In some rare cases, for example if you have to create a series of sites with the same look&feel or if you are working on something a little bigger, it’s necessary to create you own css style guide.
In the past month I had the opportunity to create a style guide so I decided to write down some notes on how to proceed.
Part 1: the style
The first thing to do when creating a style guide is to decide what look are we going to try to create: will it be modern? will it be classical ? Flat?.
The best thing to do in this phase is to try to browse the internet and identify the look we are trying to recreate observing blogs, news sites and other style guides.

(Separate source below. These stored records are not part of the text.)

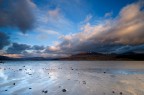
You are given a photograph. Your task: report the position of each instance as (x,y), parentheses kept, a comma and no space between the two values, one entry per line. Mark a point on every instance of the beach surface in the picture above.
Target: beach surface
(72,78)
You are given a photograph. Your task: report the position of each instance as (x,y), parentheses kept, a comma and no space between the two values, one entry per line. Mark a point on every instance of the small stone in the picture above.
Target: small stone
(45,91)
(120,93)
(64,90)
(113,92)
(84,82)
(20,69)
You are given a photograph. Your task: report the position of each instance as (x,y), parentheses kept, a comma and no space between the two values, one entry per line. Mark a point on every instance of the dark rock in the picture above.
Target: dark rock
(84,82)
(45,91)
(20,69)
(63,90)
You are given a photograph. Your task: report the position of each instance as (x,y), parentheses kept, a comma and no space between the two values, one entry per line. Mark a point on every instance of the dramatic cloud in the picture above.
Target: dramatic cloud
(4,40)
(109,35)
(18,48)
(16,13)
(36,47)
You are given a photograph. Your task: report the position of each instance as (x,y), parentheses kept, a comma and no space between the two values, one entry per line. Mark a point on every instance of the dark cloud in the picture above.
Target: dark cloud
(16,13)
(36,47)
(18,48)
(4,40)
(122,33)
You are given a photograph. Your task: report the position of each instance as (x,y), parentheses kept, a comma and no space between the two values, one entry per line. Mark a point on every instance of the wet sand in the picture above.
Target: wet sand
(72,78)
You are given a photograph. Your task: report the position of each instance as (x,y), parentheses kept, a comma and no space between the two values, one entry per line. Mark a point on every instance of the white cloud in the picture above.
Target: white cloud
(126,29)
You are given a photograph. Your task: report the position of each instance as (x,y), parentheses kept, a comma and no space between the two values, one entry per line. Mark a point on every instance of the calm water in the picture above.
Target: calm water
(32,77)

This process can be tedious and you will feel the urge to begin working without a clear idea of how the end result should look. While you could start immediately and decide later about the details this will cause you to backtrack a lot of times and rewrite many times the same sections when changing idea ( trust me, I’ve redone some parts four times ).
First thing to do when beginning to work on the style guide is to “prepare the worktable” deciding the tools to use. You can decide to work in pure CSS but I suggest to use a CSS preprocessor, a tool that extends CSS with functions and variables, and then compiles to pure CSS.
There are three main CSS preprocessors:
- LESS : LESS was one of the first CSS preprocessors and the one with more tools available. It can also work directly in the browser by including the less.js library in you page.
- SASS: SASS is another CSS preprocessor with two different available syntaxes: one more resembling CSS and one which is more clean. While SASS has some additional features that LESS it shines when used with Compass, a library of functions that will help you developing your css easily.
- Stylus : Stylus is another CSS preprocess by the creator of LESS, with many more capabilities but with a syntax that differs a lot from standard CSS.
For my style guide I decided to work with SASS and Compass as I was already familiar with them and they were easy to setup on windows. Sometimes in this articles I will use Compass functions but I’ll try to explain everytime what they are doing and what output they produce.
Before starting to work there’s another thing to do. To facilitate the compile-reload-test cycle I strongly suggest to use grunt with the grunt-contrib-watch plugin and another plugin to compile your css ( grunt-contrib-compass if you decided to use compass or an equivalent one ). With this setup you can configure grunt to compile your style guide every time you save and automatically reload the browser.